One would scarcely imagine that the two works on this CD were written
by a member of the sex known in Victorian times for fainting at the sight
of a mouse.  Both are forthright, powerful, lyrical and muscially complex
(but not, I suspect, notably technically difficult, which may be surprising
given that Clarke was known as a vituouso violist).  The trio particularly
seems to me to represent a sort of triumph over inner turmoil.

The viola sonata has an interesting history, which I will quote from the
CD's liner notes.

   "she [Clarke] became friends with Elizabeth Sprague Coolidge,
   the American patroness of modern chamber music.  Mrs Coolidge
   had established a festival at Pittsfield, Massachusetts and in
   1919 was having a composing competition for a work for viola and
   piano. There were 73 entires, all entered anonymously.  The six
   judges were equally divided between two works, the casting vote
   being given to Mrs Cooldige who chose what turned out to be
   Bloch's Suite for viola and piano. The jury insisted that the
   runner-up be indentified ... "And you should have seen their
   faces when they saw it was written by a woman" Mrs Coolidge later
   told Clarke."

The sonata may be surprising in that a pre-eminent violist wrote her
only sonata in which the viola and piano share the limelight.  The
numerous variations on her theme are audibly recognizeable, unlike many
20th century variations which in my mind require studying the score to
understand that the music is in fact a theme and variation.  The sonata
strikes me to as unpredictable, but achieves unpredictability in a
musically and emotionally satisfying way, and not in a determined effort
to be probabilistic.

Clarke's best known work, her piano trio, ranks in my mind with the
greatest of the genre: here she need not take second seat to Schubert,
Beethoven, Brahms, or Shostakovich.  It exercises nearly the full dynamic
range of the instruments, but without dramatizing that it is doing so.
The work is not for the faint of heart: its rhythmic complexity combined
with its effective use of dissonance help make it a hugely powerful work
with drama, mystery, and a sense of terror worthy of Shostakovich.

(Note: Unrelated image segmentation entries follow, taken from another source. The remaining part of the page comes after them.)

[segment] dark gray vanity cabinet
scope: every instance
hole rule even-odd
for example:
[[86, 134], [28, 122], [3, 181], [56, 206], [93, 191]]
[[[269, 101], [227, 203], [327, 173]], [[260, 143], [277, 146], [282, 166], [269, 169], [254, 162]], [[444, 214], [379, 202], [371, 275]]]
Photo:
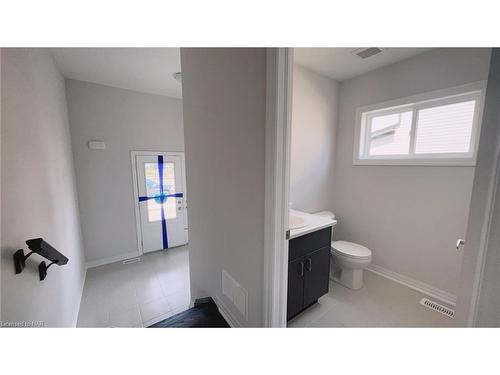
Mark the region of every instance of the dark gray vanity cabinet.
[[331, 233], [328, 227], [290, 240], [287, 320], [328, 293]]

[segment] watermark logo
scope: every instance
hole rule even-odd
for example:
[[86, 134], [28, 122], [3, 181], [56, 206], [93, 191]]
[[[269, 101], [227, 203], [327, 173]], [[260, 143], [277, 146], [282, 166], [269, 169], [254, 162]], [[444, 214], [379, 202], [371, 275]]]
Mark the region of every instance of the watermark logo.
[[42, 320], [20, 320], [15, 322], [3, 322], [0, 320], [1, 328], [42, 328], [45, 322]]

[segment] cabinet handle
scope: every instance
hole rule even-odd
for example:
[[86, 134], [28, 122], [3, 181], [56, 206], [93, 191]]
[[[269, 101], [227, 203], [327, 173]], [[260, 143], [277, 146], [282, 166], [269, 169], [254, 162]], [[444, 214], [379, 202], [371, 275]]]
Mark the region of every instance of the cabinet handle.
[[299, 276], [302, 277], [304, 276], [304, 262], [300, 262], [300, 272]]

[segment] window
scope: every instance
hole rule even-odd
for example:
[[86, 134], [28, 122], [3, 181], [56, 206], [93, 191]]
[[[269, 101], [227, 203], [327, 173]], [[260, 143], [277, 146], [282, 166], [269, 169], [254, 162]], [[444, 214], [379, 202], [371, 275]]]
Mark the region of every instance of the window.
[[[148, 221], [150, 223], [161, 220], [162, 205], [165, 219], [175, 219], [177, 211], [175, 198], [163, 198], [160, 194], [160, 175], [158, 163], [144, 163], [144, 175], [146, 177], [146, 195], [154, 197], [148, 199]], [[174, 163], [163, 164], [163, 195], [175, 193], [175, 170]]]
[[354, 164], [474, 165], [484, 82], [358, 109]]

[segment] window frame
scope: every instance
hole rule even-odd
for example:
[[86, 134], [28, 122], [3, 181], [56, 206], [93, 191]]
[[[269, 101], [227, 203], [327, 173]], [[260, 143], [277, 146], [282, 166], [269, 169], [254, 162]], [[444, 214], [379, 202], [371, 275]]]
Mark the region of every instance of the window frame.
[[[475, 166], [484, 106], [486, 81], [474, 82], [443, 90], [359, 107], [353, 147], [353, 165]], [[418, 112], [422, 109], [475, 100], [471, 130], [471, 147], [467, 153], [415, 154]], [[413, 111], [408, 155], [367, 155], [369, 120], [375, 116]], [[361, 153], [363, 151], [363, 153]]]

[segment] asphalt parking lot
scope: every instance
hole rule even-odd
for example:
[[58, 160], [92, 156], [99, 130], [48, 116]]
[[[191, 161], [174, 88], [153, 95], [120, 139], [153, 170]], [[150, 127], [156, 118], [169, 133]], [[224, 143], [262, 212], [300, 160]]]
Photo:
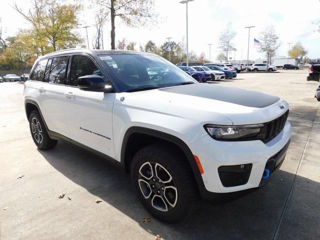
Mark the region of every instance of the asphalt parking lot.
[[[0, 239], [320, 239], [318, 82], [306, 80], [306, 70], [279, 72], [241, 73], [212, 84], [266, 92], [290, 104], [294, 132], [280, 170], [262, 189], [223, 206], [202, 204], [176, 224], [150, 217], [122, 170], [62, 142], [38, 150], [23, 84], [0, 84]], [[151, 222], [142, 222], [145, 216]]]

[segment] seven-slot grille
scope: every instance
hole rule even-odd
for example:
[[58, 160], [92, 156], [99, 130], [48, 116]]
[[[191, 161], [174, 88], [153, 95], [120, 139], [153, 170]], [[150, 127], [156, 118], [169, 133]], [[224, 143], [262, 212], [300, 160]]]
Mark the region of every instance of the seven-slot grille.
[[284, 127], [284, 124], [289, 114], [289, 110], [274, 120], [264, 124], [266, 134], [264, 142], [269, 142], [276, 136]]

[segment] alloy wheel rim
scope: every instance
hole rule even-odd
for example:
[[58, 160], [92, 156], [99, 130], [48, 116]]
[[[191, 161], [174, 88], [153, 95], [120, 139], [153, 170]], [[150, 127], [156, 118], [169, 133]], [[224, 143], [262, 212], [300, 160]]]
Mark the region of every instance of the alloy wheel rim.
[[36, 118], [32, 118], [31, 130], [36, 142], [38, 144], [41, 144], [44, 140], [42, 134], [42, 127], [38, 120]]
[[174, 180], [162, 165], [147, 162], [139, 169], [138, 184], [142, 196], [156, 209], [168, 212], [174, 208], [178, 194]]

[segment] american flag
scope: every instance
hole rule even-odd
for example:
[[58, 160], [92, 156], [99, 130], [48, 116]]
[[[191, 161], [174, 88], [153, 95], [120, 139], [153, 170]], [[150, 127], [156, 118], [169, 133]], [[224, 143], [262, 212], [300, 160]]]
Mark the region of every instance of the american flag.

Regarding the question of why Clarke did not compose more, she gave an
answer of sorts in an interview that is excerpted in an excellent article
by musicologist Liane Curtis that appeared originally in The Musical
Times in May 1996 (http://www.rebeccaclarke.org/identity.pdf).

"I wanted to, but I couldn't.  I had lots of sketches of things.  I know
and I miss it, because there's nothing in the world more thrilling- or
practically nothing ...  But you can't do it - at least I can't- maybe
that's where a woman's different - I can't do it unless it's the first
thing I think of every morning when I wake and the last thing I think
of every night before I go to sleep - I've got to have it in my mind all
the time and if one allows too many other things to take over one is
liable not to be able to do it, that's been my experience."

Clarke was greatly esteemed for her playing in chamber music; her partners
included Arthur Schnabel, Casals, Thibaud, Artur Rubinstein (who referred
to her as "the glorious Rebecca Clarke"), Percy Grainger, Myra Hess, and
George Szell.  Nevertheless, history should remember her most for her
splendid, but lamentably few, compositions.